418 The hon. Gentleman referred to the formulas and I know where he is coming from on that. The actual allocation to individual schools under TSN has been to a large extent on the basis of the number of free school meal take-ups. I have now asked the boards to look at the assessments that were recently put in place as another equally valid measure of deprivation and need within a particular school in educational terms. The assessments have only just been put in place and we shall have to see how they work in order to use them effectively.

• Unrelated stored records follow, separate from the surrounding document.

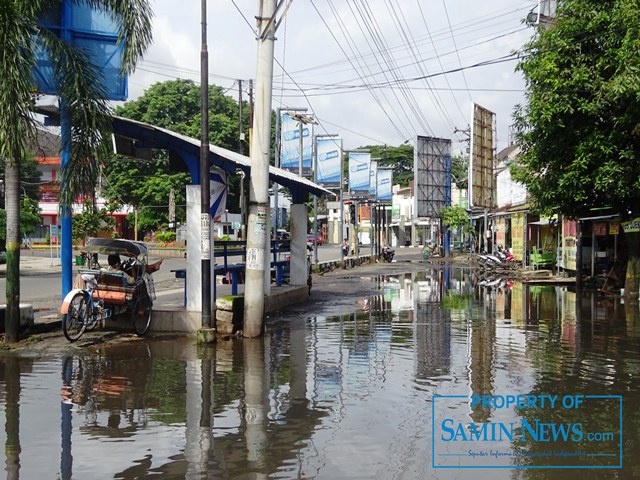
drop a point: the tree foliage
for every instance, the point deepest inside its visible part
(146, 185)
(90, 221)
(81, 85)
(399, 158)
(455, 217)
(174, 105)
(579, 131)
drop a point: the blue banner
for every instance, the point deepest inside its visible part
(329, 161)
(290, 145)
(385, 183)
(359, 176)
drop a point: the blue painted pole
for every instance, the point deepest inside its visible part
(65, 213)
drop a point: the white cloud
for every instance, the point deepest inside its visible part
(481, 31)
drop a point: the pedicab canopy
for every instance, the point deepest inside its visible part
(107, 246)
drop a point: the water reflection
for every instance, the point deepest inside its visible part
(328, 397)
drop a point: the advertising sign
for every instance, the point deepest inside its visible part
(217, 192)
(329, 161)
(384, 188)
(432, 173)
(359, 166)
(373, 179)
(517, 235)
(481, 180)
(93, 31)
(569, 244)
(290, 129)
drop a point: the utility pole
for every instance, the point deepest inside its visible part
(205, 193)
(240, 126)
(257, 237)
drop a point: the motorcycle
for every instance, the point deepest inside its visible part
(388, 254)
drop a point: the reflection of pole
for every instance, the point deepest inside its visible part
(257, 253)
(12, 417)
(254, 398)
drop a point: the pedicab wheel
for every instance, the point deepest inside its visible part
(141, 314)
(74, 322)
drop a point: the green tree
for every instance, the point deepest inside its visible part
(146, 186)
(90, 221)
(79, 82)
(455, 217)
(175, 105)
(399, 158)
(579, 131)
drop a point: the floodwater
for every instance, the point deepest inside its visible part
(412, 385)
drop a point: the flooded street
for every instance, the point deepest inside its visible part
(412, 384)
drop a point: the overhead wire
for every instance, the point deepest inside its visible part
(369, 19)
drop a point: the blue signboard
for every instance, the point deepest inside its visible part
(329, 161)
(290, 145)
(359, 176)
(91, 30)
(385, 183)
(373, 179)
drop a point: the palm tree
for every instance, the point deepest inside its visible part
(79, 83)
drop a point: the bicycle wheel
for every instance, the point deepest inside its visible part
(74, 322)
(141, 314)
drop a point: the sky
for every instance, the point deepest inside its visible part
(372, 71)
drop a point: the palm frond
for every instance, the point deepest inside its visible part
(17, 59)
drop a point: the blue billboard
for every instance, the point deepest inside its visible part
(384, 187)
(290, 129)
(373, 179)
(359, 175)
(329, 161)
(92, 30)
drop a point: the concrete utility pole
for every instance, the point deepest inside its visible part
(257, 231)
(205, 192)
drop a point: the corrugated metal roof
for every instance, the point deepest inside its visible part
(221, 157)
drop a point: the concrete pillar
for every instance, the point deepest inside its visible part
(299, 217)
(194, 278)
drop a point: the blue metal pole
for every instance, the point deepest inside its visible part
(66, 243)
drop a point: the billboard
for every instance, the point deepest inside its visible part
(373, 179)
(290, 129)
(432, 176)
(329, 161)
(481, 180)
(92, 31)
(359, 166)
(384, 187)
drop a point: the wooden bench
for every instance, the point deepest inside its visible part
(113, 287)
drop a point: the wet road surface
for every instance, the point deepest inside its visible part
(376, 377)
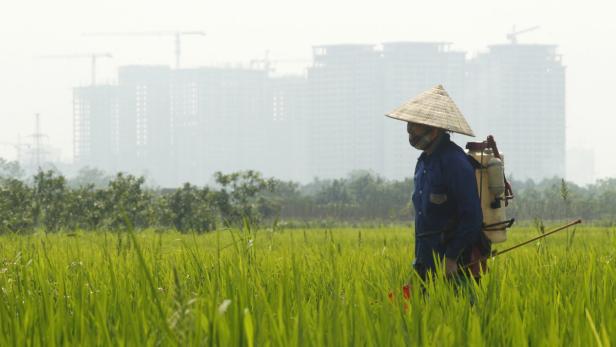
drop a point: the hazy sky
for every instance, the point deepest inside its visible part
(238, 31)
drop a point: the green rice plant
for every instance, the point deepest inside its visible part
(309, 287)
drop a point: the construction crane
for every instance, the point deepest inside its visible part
(513, 35)
(176, 34)
(92, 56)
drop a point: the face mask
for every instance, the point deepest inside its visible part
(422, 141)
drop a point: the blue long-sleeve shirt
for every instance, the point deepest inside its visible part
(445, 195)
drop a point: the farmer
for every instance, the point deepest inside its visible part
(448, 217)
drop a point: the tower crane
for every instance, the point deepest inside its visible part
(176, 34)
(513, 35)
(92, 56)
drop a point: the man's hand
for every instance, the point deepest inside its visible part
(451, 267)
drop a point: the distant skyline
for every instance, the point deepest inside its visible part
(238, 32)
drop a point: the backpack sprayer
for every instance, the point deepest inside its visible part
(494, 189)
(494, 193)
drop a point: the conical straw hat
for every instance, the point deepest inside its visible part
(434, 108)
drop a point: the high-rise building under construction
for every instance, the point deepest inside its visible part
(516, 92)
(183, 125)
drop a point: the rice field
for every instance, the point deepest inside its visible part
(315, 287)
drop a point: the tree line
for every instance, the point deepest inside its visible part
(93, 200)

My purpose is to use the scarce funds that are available because of the security situation in the fairest way in an attempt to achieve the best education in Northern Ireland.
§ Mr. Ian Bruce
I am sure that my right hon. Friend would wish to pay tribute to the excellent work of everyone involved in education in Northern Ireland for keeping normality in the schools and excellence throughout the system. Getting away from security matters for once, will he tell the House what is being done about information technology in schools in Northern Ireland? Are pupils being introduced to the Internet? Are schools getting the computers that they need and are they building the experience that they will need for future employment?
§ Mr. Ancram
I am grateful to my hon. Friend for moving us away from the security situation. I pay tribute to all those who work in education in Northern Ireland for the way in which they have managed to maintain a high quality of education and provided stability for the children in the recent difficult years. Within available resources, we are anxious for information technology to be introduced to as many schools as possible. The current pattern is varied: some schools are very advanced in their IT provision and some are not. It is encouraging that the universities are beginning to explore the use of new technology in education in a way that will benefit schools and further education colleges in the longer term.
§ Mr. Worthington
When the Minister allocated money to schools this year, what calculation did he make of the number of teachers who would lose their jobs and the impact of that on the pupil-teacher ratio? Is it true that he still does not know how many teachers lost their jobs last year as a consequence of his budget decisions? Why does he not know the consequences of his actions?
§ Mr. Ancram
As the hon. Gentleman knows, the pupil-teacher ratio in Northern Ireland is better than in Great Britain. We take some pride in that. The boards have to decide their financial plans. Until those plans are before us, we cannot make an exact assessment. In my guidance to the boards, I have always tried to ensure that classroom provision is maintained, even if that has meant some difficult cuts in other areas such as youth provision, libraries and, as I announced on Tuesday, a smaller than usual capital programme. I have skewed the priorities to ensure that provision in the classroom remains at the top of the list, because that is the key to education.